Audi Q7 V12 TDI

From Audi press: For two decades Audi has driven forward the advancement of diesel technology – from the very top. Now the brand with the four rings is presenting another world first: the first V12 TDI in a passenger vehicle. The diesel, which generates an output of 368 kW (500 hp) and 1,000 Nm of torque (737.56 lb-ft) from a capacity of six liters, gives the new Audi Q7 V12 TDI quattro the performance of a sports car. It catapults from zero to 100 km/h (62.14 mph) in only 5.5 seconds and has an electronically capped top speed of 250 km/h (155.34 mph). The V12 diesel is opening up entirely new horizons in the diesel sector. The big-performance SUV from Audi completes all intermediate sprints with fascinating ease; in every driving situation it boasts superior reserves of power. The engine captivates its drivers not only with its sheer inexhaustible power but also with its highly cultivated manner of operation – the subtle engine sound takes on a voluminous, strong note when the throttle is open. In terms of fuel consumption the six-liter TDI, which features a completely redeveloped common rail injection system, requires an average of only 11.3 liters/100 km (20.82 US mpg), substantially less than the gasoline units produced by the competition. No competitor is able to match this achievement.

Audi is taking TDI technology to new heights: the Audi Q7 V12 TDI quattro is the world’s most powerful diesel-engined SUV, its powerplant another technical milestone. With a completely redeveloped common rail injection system the twelve-cylinder delivers a mighty 368 kW (500 hp) and 1,000 Nm (737.56 lb-ft) of torque from a capacity of six liters – giving the big SUV the performance of a sports car.

The world’s first V12 diesel engine in a series-production vehicle moves this ultimate, high-performance SUV with supreme confidence and composure. On demand, the six-liter engine catapults the Audi Q7 from zero to 100 km/h (62.14 mph) in 5.5 seconds like a top-class sports car. Speed is electronically capped at 250 km/h (155.34 mph).

The new twelve-cylinder TDI, produced at the Györ plant in Hungary, is a member of the current family of V diesel engines from Audi, which up to now was restricted to 6 and 8-cylinder units. As with other inline engines, it has a spacing of 90 millimeters (3.54 inches) between cylinder centers. Yet its included angle is 60 degrees, not 90 – the reason is that on this layout of V12, no free inertial forces or mass moments of inertia can then occur. The results are refined in every respect.

The 83.0-millimeter bore (3.27 inches) and 91.4-millimeter stroke (3.60 inches) of the twelve-cylinder are the same as the 3.0 TDI, producing a total displacement of 5,934 cc. The two cylinder banks are positioned opposite one another with an offset of 17 millimeters (0.67 inch). Measuring 684 millimeters (26.93 inches) in length the powerful engine is extremely compact, only 166 millimeters (6.54 inches) longer than the V8 TDI. This dimension was the key prerequisite for integrating the V12 into the Audi Q7.
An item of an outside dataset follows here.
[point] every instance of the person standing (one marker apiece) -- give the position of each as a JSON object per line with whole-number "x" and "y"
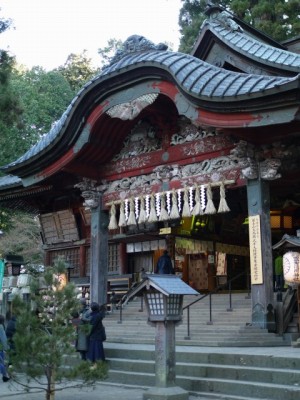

The V12 TDI crankcase is made from cast iron with vermicular graphite – a high-tech material referred to as GJV-450 that is already used on the V6 and V8 TDI engines. GJV-450, made by a patented casting process, is about 40 percent more rigid and 100 percent more fatigue-resistant than gray cast iron. This enabled the developers to make its walls thinner, cutting its weight by around 15 percent compared with conventional gray cast iron. The crankshaft forged from chrome-molybdenum alloy steel is mounted with the aid of an extremely rigid main bearing bridge made of nodular cast iron. The forged connecting rods are cracked and the pistons are made of aluminum.

The visual styling of the Audi Q7 V12 TDI quattro gives the vehicle an unmistakable look. Daytime running lights consisting of twelve white LEDs per headlight announce the vehicle’s presence even at a distance. They are located on the upper edge of the air intake slots, replacing the turn signals that were moved to the bi-xenon headlights. Further honing the vehicle’s profile are vertical chromed bars in the grid of the single-frame radiator grill and an underbody protector made of stainless steel. The newly designed bumper groups the highly polished side air intake slots into large units.